彼女と初めて会ったのは、あの依頼の時だった――
賊に見つかるという誤算はあったものの、おおよそは彼の計画通りに進んだ。
あの時アルが立てた計画は、計画といえない程に簡素なものであった。
それは、賊を見つけた後ルファに皆を呼びに行かせ、その間に賊を殲滅させる、というものだった。
只、途中で見つかった所為で、ルファの安全を保証できなかった。しかし彼の足を以てすれば、賊など容易く振り切れることだろう。
――初めから、1人で片付けるつもりだった。
誰にも邪魔されたくなかった。
帝国の連中は、この手で刈り取りたかった。
目的通り1人で片付けたものの、アルは怒りで我を忘れていた。
しばらく呆然としてたアルは、人の気配で我に返った。ルファが呼んでくれたのだろう。
そして思いだす、ピトとの約束。
後始末は他の連中に任せ、アルはパノを探しに行った。
彼らが根城にしていたらしい洞窟――屹度彼女も其処にいるに違いない。
洞窟には、宝物や金貨、大量の酒や食料が保管してあった。
奥の広間には、祝杯でも上げていたのだろうか、空いた酒瓶や飲みかけの杯が放置されていた。
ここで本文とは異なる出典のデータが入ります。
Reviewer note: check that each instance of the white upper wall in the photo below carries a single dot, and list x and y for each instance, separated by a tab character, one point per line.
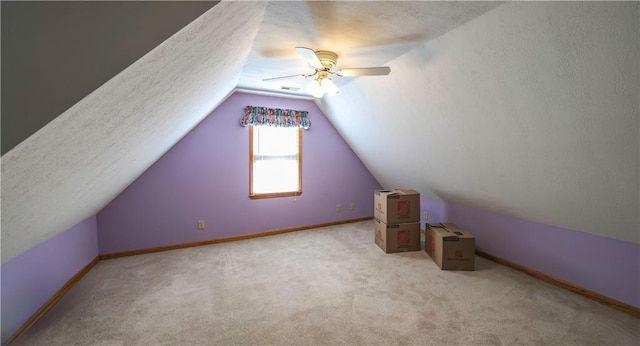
530	110
71	168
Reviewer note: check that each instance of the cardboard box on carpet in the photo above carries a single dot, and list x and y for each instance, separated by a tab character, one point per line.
397	206
451	248
398	237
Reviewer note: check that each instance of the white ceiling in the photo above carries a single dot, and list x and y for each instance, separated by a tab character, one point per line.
524	109
363	34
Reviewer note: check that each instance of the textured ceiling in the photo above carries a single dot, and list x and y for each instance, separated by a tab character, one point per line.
71	168
363	34
524	109
60	51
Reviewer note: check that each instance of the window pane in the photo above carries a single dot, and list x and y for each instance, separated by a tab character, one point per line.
276	141
275	176
275	158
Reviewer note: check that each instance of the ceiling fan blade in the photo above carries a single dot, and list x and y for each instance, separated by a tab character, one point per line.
284	77
309	56
364	71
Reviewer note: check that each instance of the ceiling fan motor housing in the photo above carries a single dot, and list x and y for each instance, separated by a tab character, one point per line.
327	58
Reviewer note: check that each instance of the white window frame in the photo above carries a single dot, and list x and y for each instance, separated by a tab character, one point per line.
254	157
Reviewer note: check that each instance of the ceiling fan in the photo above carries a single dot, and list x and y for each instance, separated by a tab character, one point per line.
324	64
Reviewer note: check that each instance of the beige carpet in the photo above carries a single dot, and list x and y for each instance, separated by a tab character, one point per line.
329	286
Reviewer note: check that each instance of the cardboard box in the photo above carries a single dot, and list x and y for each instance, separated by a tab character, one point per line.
398	237
451	248
397	206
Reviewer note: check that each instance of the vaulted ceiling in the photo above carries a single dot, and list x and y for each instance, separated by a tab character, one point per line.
523	109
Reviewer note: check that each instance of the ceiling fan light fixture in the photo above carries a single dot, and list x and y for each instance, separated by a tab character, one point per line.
328	87
321	86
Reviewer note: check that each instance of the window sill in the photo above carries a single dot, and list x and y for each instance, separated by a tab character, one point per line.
276	195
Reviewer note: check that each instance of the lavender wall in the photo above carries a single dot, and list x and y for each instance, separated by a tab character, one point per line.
603	265
205	176
32	278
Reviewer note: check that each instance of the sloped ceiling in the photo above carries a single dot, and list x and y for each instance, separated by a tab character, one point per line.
524	109
60	51
71	168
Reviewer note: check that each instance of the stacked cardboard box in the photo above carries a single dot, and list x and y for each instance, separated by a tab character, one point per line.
397	214
450	247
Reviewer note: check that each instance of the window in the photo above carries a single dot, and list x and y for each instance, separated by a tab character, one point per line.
275	168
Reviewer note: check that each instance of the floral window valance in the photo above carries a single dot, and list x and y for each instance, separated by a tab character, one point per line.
275	117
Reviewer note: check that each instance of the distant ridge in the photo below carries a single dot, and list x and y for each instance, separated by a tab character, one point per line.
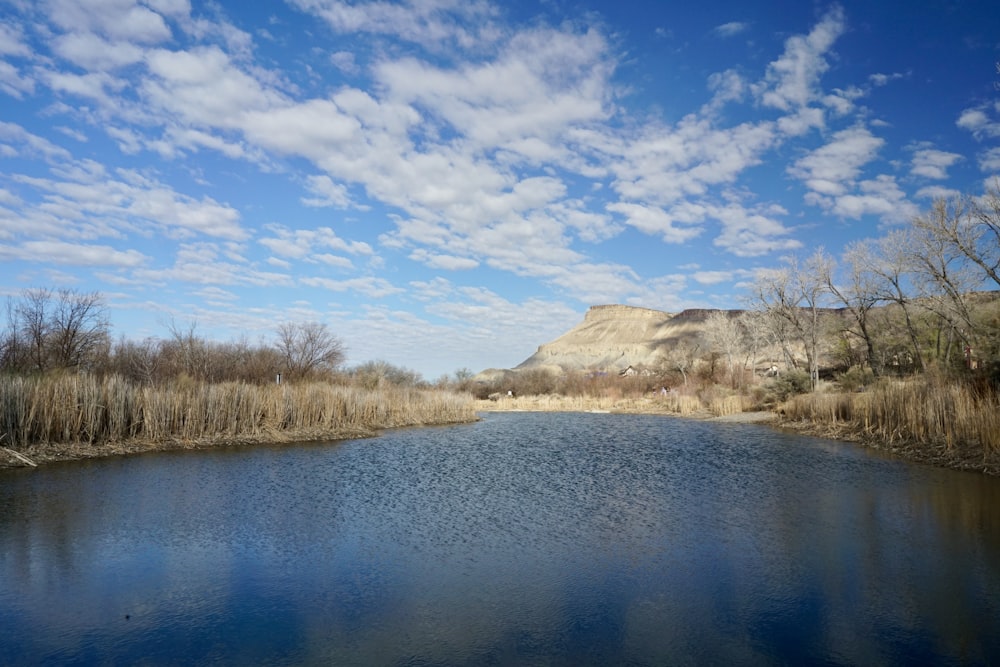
613	337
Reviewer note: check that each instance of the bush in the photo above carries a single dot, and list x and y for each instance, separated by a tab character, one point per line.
855	379
788	384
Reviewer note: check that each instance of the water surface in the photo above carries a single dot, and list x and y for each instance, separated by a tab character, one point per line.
522	539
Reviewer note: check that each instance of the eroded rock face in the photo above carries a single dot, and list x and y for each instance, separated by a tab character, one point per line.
613	337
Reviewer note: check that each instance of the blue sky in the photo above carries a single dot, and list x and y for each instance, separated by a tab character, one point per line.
450	183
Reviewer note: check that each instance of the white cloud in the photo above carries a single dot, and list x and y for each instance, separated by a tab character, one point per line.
831	169
13	83
656	221
978	123
936	192
73	254
731	29
12	42
445	262
791	81
369	286
931	163
880	196
752	232
303	243
989	160
327	193
431	24
93	52
121	19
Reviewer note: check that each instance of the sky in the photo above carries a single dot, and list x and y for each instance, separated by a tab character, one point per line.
448	184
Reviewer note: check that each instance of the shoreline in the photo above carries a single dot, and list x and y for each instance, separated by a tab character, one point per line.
962	458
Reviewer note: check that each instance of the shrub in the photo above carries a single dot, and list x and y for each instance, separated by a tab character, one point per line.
788	384
855	379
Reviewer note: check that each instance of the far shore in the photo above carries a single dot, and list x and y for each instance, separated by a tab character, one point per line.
956	457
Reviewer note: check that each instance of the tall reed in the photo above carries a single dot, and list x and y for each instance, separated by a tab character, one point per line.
86	409
916	411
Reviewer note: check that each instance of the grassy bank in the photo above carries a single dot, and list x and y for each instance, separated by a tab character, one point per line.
673	403
62	416
950	424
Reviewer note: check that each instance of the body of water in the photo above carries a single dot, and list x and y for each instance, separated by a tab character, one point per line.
522	539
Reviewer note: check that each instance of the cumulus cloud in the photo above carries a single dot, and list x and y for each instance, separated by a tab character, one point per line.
73	254
792	81
978	122
731	29
932	163
831	169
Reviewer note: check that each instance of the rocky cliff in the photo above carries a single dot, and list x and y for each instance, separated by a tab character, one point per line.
613	337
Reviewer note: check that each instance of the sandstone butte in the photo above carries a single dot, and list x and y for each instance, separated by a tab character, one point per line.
613	337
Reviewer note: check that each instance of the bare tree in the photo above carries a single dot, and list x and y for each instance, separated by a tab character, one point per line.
794	294
756	335
723	334
889	259
967	227
32	314
856	290
308	348
78	328
681	357
943	271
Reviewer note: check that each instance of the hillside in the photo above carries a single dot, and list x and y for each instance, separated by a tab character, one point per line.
613	337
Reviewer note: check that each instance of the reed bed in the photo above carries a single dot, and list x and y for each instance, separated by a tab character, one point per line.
914	412
86	409
672	403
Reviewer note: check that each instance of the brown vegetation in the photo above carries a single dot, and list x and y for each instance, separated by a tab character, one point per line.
950	423
60	416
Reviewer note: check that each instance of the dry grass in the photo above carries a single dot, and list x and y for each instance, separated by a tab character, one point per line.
947	415
672	403
84	409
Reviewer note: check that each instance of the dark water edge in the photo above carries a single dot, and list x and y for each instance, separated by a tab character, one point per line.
522	539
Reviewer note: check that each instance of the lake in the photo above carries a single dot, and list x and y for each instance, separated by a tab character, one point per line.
526	538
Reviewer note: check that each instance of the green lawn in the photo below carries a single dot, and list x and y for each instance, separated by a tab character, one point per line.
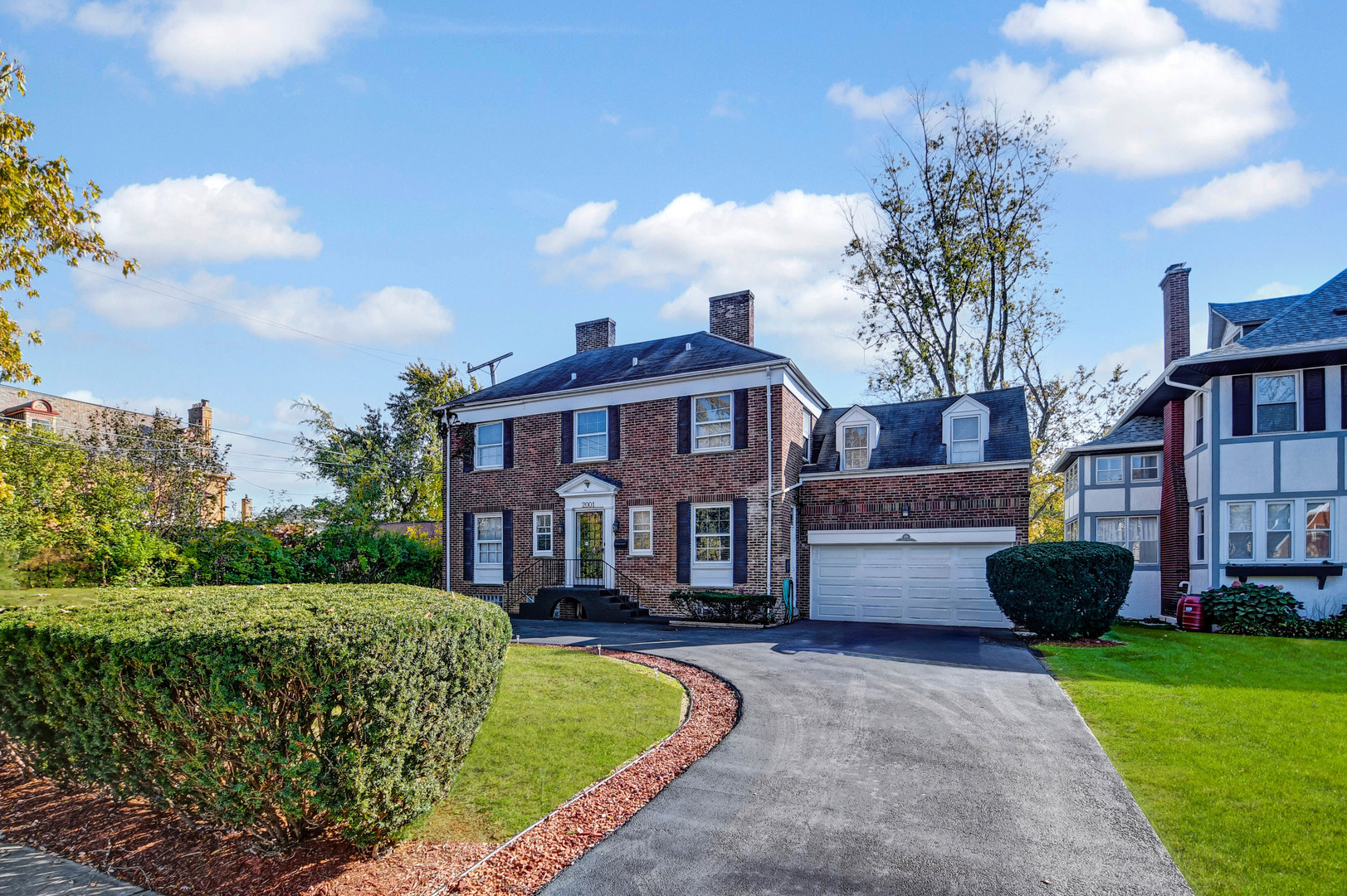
562	721
1234	747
きつい酒の臭いが充満する中、少女が震えて座っていた。
少女が3人――否、2人と言った方が正しいのか。
1人は既に呼吸をしておらず、2人は手足を縛られ、震えていた。
つかつかと少女に歩み寄るアル。
一目で分かった。
茶の瞳と髪。脅えた表情。幼さの残る顔立ち――
少女は――パノは、ピトと面影が似ていた。
「――お前の名は?」
問いかけるが、少女は呆然としていた。
アルは嘆息すると、再び少女に語りかける。
「ピトに頼まれた。姉を助けてくれと。
――ピトを、知ってるな?」
「ピト……に……?」
その名を聞いた瞬間、少女の瞳に光が宿る。
「お前はパノ……か?」
その問いかけに、少女は確りと頷いた。
――あの時、自分は殺気立っており、恐らくは悪鬼の様な顔をしていたに違いない。
年頃の少女なら、脅えてしまうのも仕方がない。
その上昔から、目つきが悪いだの態度がでかいだのと文句を言われ続けてきたのだ。
あの事がなくとも、きっと怖がられてしまったことだろう。
それでも彼女は恩を感じ、恐怖に耐えてまで自分に恩返しをしようとする――
「アイツ程ではないが、パノも充分頑固だな……。」
ぽつりと呟くと、籠を手に立ち上がる。
頑固者に何を言っても無駄だということは、厭と言う程理解している。
アルはパノの気持ちを有り難く受け取っておくことにして、仕事に向かった。
――パノの気持ちを全く理解していないアルだった……。